Speaking ahead of the debate, Howlin said: "Our Bill seeks to bring existing regulation up to date by broadening the legal definition of communication, so it covers all electronic, written and spoken word, including, for example, an iMessage, Whatsapp or Facebook message, and a tweet or social media post."

Howlin also addressed concerns over whether this would be seen as censorship, insisting: "I believe the internet is a public space and I believe that, as with all public spaces, our people deserve protection there. Some will disagree - some see the internet as a great libertarian or anarchist play space. Labour’s view is that it is a space that needs regulation."

Current legislation only covers phone and text messages which could be seen as obscene or offensive, but under the new bill, Howlin said that in order to expand its reach, the Bill adopts the broadest definition to mean communication of information by any means.

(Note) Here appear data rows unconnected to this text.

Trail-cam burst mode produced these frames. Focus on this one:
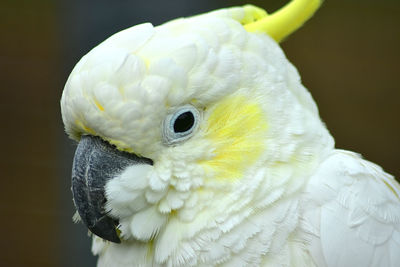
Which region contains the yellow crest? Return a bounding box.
[244,0,323,42]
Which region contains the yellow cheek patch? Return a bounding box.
[204,96,267,178]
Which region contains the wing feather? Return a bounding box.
[302,150,400,267]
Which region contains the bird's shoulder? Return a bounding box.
[302,150,400,267]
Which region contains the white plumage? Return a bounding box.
[61,2,400,267]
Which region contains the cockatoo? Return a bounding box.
[61,0,400,267]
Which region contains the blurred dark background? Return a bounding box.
[0,0,400,266]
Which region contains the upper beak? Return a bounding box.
[72,135,153,243]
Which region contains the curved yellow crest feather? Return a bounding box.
[244,0,323,42]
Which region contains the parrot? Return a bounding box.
[60,0,400,267]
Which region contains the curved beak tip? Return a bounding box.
[72,135,153,243]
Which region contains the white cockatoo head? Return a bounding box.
[61,0,333,262]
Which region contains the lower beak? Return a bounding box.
[72,135,153,243]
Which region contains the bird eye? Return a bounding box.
[174,111,194,133]
[163,105,200,145]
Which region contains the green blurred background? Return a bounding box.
[0,0,400,266]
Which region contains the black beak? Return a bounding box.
[72,135,153,243]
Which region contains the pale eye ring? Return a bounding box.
[163,105,200,145]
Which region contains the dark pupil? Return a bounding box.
[174,111,194,133]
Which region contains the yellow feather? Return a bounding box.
[204,96,267,178]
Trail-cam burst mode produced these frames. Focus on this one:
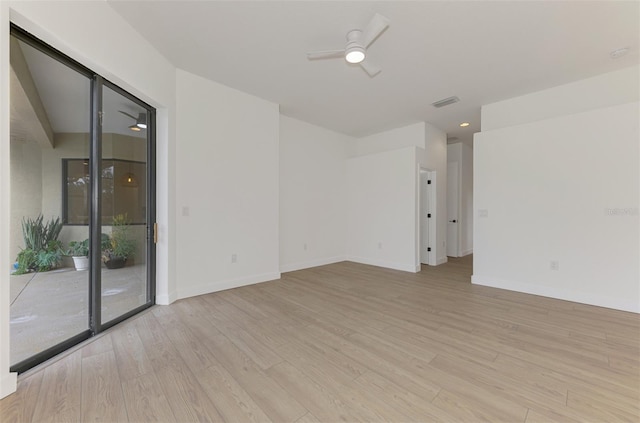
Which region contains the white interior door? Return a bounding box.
[447,162,460,257]
[420,172,431,264]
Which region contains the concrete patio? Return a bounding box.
[10,264,146,365]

The Bill also creates a new offence of distributing intimate images without consent, which is more commonly known as 'revenge porn'.

"Free speech should remain just that," Howlin said in his conclusion. "But harassment, stalking, and aggravated online bullying are not expressions of freedom - they are attacks on it."

Labour TD and Spokesperson on Housing and Local Government, Jan O'Sullivan, spoke about Joni O'Sullivan, the mother of Zoe, a 17-year-old girl who attempted suicide twice because of online bullying.

The Labour TD told the house how the 17-year-old girl received upwards of 50 messages a day for more than a year, all of which constituted cyber-bullying.

"What happened to Zoe and many other young people shows just how urgently we need to bring our laws up-to-date so that the various social media platforms used so extensively by young people are policed to protect those who are harassed and bullied in this horrific way", O'Sullivan said.

Taoiseach Leo Varadkar also spoke in the Dáil, saying he is in agreement with the idea, but that internet policing is highly challenging.